ERC Advanced Grant 2025 “ANDROMEDA: A bioengiNeered platform to address the DRivers of micrO/nanoplastic accuMulation in hEalthy and DiseAsed brains” Id 101264443

Brain exposure to micro- and nanoplastics (MNPs) has become a great concern: MNPs have been found in the human brain, with an exponential increase of their median concentration in the last eight years and higher values found in diseased brains. MNPs accumulation impairs brain functionality, affecting the permeability of the blood-brain barrier, which protects our functional brain tissue, namely the brain parenchyma, from harmful molecules penetration. The biochemical mechanisms involved are still unknown: there is an urgent need to reveal the key MNPs drivers affecting MNPs-brain interaction, to reduce MPNs accumulation and brain damage incidence. ANDROMEDA project poses the hypothesis that MNPs accumulation is due to specific MNPs chemical and geometrical features which impair the glymphatic system, an anatomical structure that generates a fluid flux to wash away undesired molecules from the brain parenchyma. Current in vivo and in vitro models are inadequate to address my hypothesis: in my vision, a model representing the glymphatic system mass transport and its cross-talk with the blood-brain barrier and the brain parenchyma is mandatory to fulfil this gap.

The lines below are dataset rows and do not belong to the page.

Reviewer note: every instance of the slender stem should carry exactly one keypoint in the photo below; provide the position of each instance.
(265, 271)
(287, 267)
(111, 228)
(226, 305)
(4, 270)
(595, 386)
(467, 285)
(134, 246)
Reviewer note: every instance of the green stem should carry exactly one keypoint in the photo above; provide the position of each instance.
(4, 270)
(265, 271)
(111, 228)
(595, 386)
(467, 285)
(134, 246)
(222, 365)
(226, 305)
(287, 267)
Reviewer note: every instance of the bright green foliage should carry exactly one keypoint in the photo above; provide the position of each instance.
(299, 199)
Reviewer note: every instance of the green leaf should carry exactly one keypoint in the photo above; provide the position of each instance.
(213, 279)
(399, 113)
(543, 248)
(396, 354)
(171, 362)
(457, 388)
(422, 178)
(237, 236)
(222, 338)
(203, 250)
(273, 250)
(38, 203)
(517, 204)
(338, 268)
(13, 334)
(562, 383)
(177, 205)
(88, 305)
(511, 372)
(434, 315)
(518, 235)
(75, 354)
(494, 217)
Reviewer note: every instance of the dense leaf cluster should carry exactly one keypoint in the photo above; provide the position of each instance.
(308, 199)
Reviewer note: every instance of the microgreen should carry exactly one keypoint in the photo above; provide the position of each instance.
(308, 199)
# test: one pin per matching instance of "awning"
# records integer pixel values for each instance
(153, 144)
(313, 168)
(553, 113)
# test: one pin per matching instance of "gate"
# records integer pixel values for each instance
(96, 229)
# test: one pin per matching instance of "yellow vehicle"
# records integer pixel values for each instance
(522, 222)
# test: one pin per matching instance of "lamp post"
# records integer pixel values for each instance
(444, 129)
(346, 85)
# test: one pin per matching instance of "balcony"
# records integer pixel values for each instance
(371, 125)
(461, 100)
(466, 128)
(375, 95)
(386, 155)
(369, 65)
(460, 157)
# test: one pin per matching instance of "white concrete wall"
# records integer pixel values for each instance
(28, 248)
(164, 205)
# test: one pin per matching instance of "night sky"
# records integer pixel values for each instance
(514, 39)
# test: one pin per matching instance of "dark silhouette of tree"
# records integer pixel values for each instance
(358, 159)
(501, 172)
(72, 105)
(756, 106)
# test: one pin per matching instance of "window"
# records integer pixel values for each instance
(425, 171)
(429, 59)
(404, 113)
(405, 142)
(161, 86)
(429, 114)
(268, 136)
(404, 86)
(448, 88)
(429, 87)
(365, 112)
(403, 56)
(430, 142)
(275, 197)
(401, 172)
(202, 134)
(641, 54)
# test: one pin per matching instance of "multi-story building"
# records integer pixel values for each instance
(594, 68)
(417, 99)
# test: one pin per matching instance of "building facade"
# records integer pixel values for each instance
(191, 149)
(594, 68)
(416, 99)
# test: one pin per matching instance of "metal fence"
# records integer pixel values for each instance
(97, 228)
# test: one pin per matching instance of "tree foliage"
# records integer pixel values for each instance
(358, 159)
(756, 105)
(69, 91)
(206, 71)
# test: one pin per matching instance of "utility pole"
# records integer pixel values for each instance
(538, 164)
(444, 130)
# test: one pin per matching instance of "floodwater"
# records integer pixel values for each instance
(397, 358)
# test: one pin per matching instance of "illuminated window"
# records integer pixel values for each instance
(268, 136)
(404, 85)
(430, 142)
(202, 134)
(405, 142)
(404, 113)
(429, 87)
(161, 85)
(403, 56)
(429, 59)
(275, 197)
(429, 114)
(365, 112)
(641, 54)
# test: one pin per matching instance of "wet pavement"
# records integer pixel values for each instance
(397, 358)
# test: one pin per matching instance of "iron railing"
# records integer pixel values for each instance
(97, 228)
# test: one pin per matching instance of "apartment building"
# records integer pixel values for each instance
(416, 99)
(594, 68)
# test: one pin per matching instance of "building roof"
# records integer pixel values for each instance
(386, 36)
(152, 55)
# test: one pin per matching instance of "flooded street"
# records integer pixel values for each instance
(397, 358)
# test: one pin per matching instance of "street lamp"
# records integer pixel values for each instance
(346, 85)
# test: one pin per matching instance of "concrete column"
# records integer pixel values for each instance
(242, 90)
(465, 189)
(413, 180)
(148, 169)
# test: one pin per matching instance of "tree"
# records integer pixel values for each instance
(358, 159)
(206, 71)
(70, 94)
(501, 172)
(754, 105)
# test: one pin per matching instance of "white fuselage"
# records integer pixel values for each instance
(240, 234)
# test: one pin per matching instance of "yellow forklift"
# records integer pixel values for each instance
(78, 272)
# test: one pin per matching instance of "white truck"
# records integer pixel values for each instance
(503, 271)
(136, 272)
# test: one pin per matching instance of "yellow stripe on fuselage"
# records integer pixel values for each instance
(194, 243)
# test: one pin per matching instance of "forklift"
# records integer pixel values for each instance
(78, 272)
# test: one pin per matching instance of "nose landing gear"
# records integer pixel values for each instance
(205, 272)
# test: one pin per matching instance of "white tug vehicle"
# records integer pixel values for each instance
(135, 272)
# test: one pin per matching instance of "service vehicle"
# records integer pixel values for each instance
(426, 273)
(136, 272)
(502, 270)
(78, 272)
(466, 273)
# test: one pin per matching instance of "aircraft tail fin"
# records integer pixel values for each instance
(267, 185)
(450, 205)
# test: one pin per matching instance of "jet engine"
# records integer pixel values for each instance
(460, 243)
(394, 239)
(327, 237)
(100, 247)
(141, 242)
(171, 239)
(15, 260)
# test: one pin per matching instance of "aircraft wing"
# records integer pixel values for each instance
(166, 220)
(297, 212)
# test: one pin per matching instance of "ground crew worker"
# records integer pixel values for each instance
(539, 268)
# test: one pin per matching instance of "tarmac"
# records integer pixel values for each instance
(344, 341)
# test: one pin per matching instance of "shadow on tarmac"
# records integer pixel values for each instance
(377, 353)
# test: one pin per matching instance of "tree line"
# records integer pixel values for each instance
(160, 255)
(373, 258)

To validate ANDROMEDA hypothesis, we will develop a revolutionary microphysiological system, to represent the brain vascular and glymphatic system circulation biomechanics at the microscale. ANDROMEDA platform will allow delivering a diagram indicating the “green zone” where the combinations of selected MNPs features cause the lowest glymphatic system impairment and impact on the blood-brain barrier permeability and brain parenchyma functionality. ANDROMEDA project is ground-breaking in its innovative bioengineering-based approach, addressing MNPs accumulation by using a microfabricated model of brain vascularisation. It will open a new perspective to address MNPs impact on brain with a huge impact on bioengineering, microphysiological systems, microfabrication, polymer science, boosting also our knowledge on brain disease in neuroscience.